Le quotidien français Le Point y a consacré un reportage entier, soulignant une atmosphère “qui raconte une autre réalité”. Plus largement, des centaines d’influenceurs et de figures venues du monde entier ont relayé les images de stades pleins, de fan zones animées, de centres-villes en effervescence. Le streamer américain IShowSpeed, ses 148 millions d’abonnés, a filmé Rabat jouant le rôle d’invité spécial de la finale de la compétition. Ce sont autant de vitrines, démultipliées par les algorithmes des réseaux sociaux, qui ont contribué à projeter une image cohérente : un pays qui reçoit, et qui sait recevoir.
Pour la CAF, ce moment a aussi valeur de tournant. Les fédérations du continent ont vu, de leurs propres yeux, ce qu’un État africain pouvait produire en matière d’organisation. Des journalistes venus de tout le continent ont constaté de visu la trajectoire empruntée par le pays. Certains sont allés jusqu’à critiquer leurs propres autorités pour le retard structurel accumulé. Ce n’est pas anecdotique. C’est le signe que la CAN, en plus d’avoir été un tournoi, a été un cas d’école pour tout un continent.
Ce que cette CAN a confirmé du poids marocain
Il y a dix ans, le Maroc venait de sortir, à grand-peine, d’une mise au ban du football africain. En 2014, le report demandé par Rabat de la CAN-2015 pour cause d’épidémie d’Ebola en Afrique de l’Ouest avait valu au royaume une exclusion sportive et une amende de huit millions d’euros. Le pays apparaissait alors marginalisé sur la carte du football continental. Dix ans plus tard, c’est le même royaume qui accueille la plus grande CAN de l’histoire, co-organisera le Mondial 2030 avec l’Espagne et le Portugal, et héberge à Rabat un bureau régional permanent de la FIFA — le premier du genre en Afrique. La séquence dit en creux le chemin parcouru.
“Le Maroc est désormais un pays clé du football mondial”
Pour le Royaume, l’enjeu de cette CAN dépassait largement le terrain. Il s’agissait de prouver, dans les faits, que la promesse marocaine sur 2030 n’était pas, justement, qu’une promesse. C’était déjà une réalité industrielle, organisationnelle, financière. La FIFA l’avait compris dès 2023, en confiant au royaume l’organisation du Mondial des clubs avant même la CAN. “Le Maroc est désormais un pays clé du football mondial”, avait alors déclaré Gianni Infantino.

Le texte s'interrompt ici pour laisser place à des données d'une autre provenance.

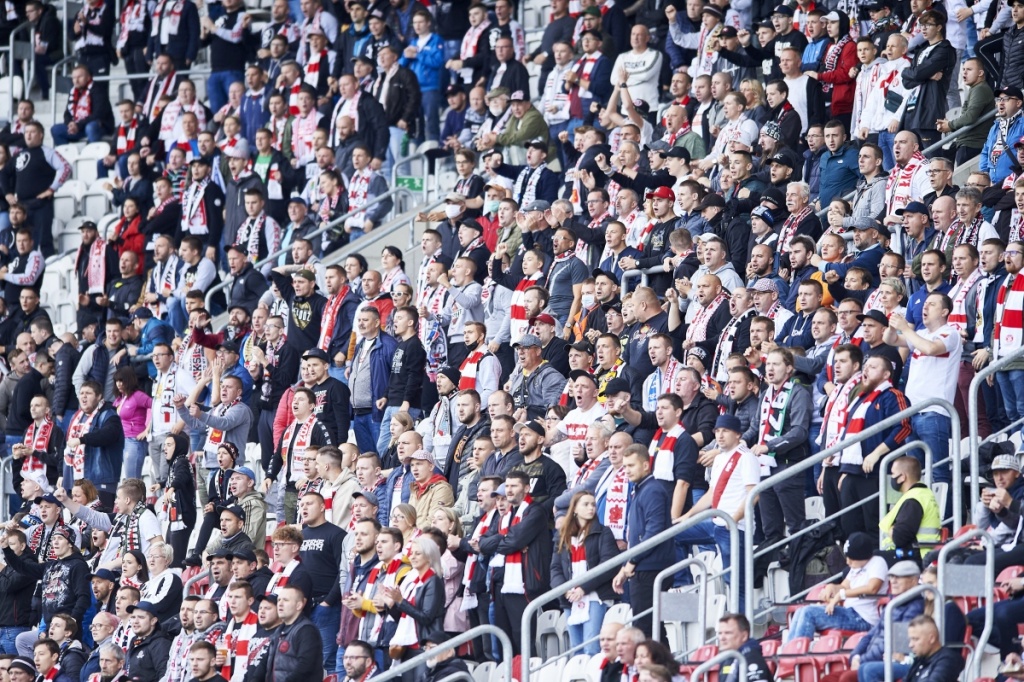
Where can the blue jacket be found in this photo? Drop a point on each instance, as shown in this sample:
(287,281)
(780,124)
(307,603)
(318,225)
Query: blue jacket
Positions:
(156,331)
(647,515)
(254,115)
(1004,163)
(872,646)
(888,403)
(427,64)
(839,173)
(380,368)
(104,445)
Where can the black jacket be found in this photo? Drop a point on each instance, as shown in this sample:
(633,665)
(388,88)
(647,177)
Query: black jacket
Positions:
(146,657)
(402,98)
(599,547)
(531,537)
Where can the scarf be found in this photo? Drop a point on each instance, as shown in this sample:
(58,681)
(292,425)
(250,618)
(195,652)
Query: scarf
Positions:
(513,562)
(835,415)
(663,452)
(790,227)
(280,580)
(832,59)
(662,382)
(294,444)
(330,317)
(132,20)
(1009,315)
(853,453)
(957,316)
(900,182)
(519,324)
(961,233)
(80,425)
(697,331)
(126,526)
(469,599)
(774,407)
(38,441)
(725,343)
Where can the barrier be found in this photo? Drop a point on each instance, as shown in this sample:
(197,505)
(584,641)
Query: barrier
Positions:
(617,561)
(808,463)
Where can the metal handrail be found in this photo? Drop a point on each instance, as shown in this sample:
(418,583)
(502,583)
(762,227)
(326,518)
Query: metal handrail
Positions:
(396,670)
(701,593)
(887,632)
(809,462)
(271,257)
(621,559)
(988,590)
(718,659)
(884,470)
(974,441)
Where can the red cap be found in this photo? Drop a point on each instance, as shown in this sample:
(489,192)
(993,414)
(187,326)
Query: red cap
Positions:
(544,318)
(663,193)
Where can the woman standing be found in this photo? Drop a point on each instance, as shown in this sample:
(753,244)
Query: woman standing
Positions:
(179,496)
(583,544)
(133,409)
(418,604)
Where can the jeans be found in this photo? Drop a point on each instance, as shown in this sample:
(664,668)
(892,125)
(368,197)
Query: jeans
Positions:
(218,83)
(7,636)
(135,452)
(368,432)
(886,140)
(93,132)
(812,619)
(876,671)
(933,428)
(1012,386)
(432,114)
(580,633)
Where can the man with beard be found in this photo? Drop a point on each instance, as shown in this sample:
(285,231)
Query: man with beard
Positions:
(735,336)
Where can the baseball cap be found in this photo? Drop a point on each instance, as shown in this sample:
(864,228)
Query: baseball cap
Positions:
(528,341)
(913,207)
(877,315)
(1004,462)
(662,193)
(765,214)
(534,425)
(858,547)
(543,318)
(616,385)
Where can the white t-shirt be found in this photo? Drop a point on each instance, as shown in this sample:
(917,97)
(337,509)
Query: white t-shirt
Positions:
(867,608)
(748,472)
(935,376)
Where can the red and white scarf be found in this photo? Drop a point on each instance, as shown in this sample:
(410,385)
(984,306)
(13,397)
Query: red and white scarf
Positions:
(513,562)
(957,316)
(469,599)
(790,227)
(1009,316)
(38,441)
(697,331)
(663,452)
(900,183)
(853,453)
(519,324)
(80,425)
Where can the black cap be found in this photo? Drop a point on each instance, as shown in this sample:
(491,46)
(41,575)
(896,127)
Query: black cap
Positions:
(616,385)
(877,315)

La séquence de décembre 2025 – janvier 2026 a validé l’assertion. Reste l’essentiel : ce que ce tournoi laisse derrière lui. Des stades, bien sûr — qui serviront pour le Mondial des clubs 2029, puis pour le Mondial 2030. Mais aussi des standards d’organisation désormais documentés. Un savoir-faire en matière de sécurité et de logistique d’événement international, exportable et déjà étudié à l’étranger. Un soft power renforcé sur le continent et au-delà. Et surtout, une matrice. Celle qui permettra, dans cinq ans, d’aborder le Mondial avec la sérénité de ceux qui ont déjà tenu un examen comparable.
C’est peut-être là le vrai héritage de la CAN 2025. Une démonstration. Celle d’un pays qui, à chaque étape, a coché les cases. Et qui a montré qu’à ce niveau, le football ne se joue plus seulement sur la pelouse. Il se joue dans les bureaux, dans les rédactions, dans les fan zones, sur les écrans du monde entier. Et qu’à ce jeu-là, le Maroc, désormais, est dans son couloir.